The monsters are an apelike brute, a spider-like man, a creature that is mostly massive eyes and brain, and an articulated skeleton that is very clearly a giant marionette. All of the look like what they are, which is costumes, but, that being said, if someone showed up at your door on Halloween in one of those costumes, you'd be stunned. The brain creature, as an example, has tubes running around and through his brain like veins, and you can see fluid pumping through it.

They proved popular enough to pop up now and then in other movies, especially Mexican wrestling movies, and I can see why: I would be delighted to see one of these guys show up in another film, the same way I used to be delighted to see Robby the Robot show up in, say, an episode of "Twilight Zone" or in the background of "Gremlins." It feels less like films are just recycling old props and more like there is a community of fantastic creatures out there trying to make it as film actors.

The film understands what all great low-budget films understand: That when you don't have a budget, you compensate with something else, something remarkable but inexpensive. "La nave de los monstruos" at first seems like it's banking on its daffy plotting and dizzy humor, and that might have been enough.

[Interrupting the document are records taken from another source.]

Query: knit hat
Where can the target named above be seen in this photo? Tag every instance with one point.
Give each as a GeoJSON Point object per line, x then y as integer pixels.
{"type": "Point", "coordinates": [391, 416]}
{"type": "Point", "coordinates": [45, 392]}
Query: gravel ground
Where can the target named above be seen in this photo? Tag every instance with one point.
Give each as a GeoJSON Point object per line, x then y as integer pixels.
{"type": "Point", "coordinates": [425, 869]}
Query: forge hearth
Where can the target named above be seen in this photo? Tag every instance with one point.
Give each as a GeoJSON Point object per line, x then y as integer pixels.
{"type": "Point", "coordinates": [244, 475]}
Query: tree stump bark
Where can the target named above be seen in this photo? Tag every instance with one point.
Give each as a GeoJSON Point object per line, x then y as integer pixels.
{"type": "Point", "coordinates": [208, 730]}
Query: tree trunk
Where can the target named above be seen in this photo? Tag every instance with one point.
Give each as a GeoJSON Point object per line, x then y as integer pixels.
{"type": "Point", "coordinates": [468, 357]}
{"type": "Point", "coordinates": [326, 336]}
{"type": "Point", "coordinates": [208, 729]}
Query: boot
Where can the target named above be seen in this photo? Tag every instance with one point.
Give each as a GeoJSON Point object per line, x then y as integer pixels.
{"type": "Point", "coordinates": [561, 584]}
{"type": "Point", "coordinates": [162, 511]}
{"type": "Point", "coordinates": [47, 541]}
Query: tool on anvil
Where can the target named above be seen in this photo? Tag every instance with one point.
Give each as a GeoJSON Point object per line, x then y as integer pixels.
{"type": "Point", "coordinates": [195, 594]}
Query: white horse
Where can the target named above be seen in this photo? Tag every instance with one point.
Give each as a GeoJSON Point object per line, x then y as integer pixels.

With just those things, the film might be fondly remembered as a comical oddity.

But there is something else as well, and its the film's secret superpower, the thing that makes it more than a goofball b-movie. "La nave de los monstruos" is charming; preposterously so. Much of the plot hinges on characters falling in love with each other, and, of course they do, they can't help it, they're just so damned lovable.

It's no wonder the film ends with a robot falling in love, and singing love songs, to a jukebox. When everything is thing charming, even the props will fall in love with each other. It's so charming, in fact, that in the last scene of the film, the jukebox suddenly springs to life, turns, and sings back to the robot, because how could it not?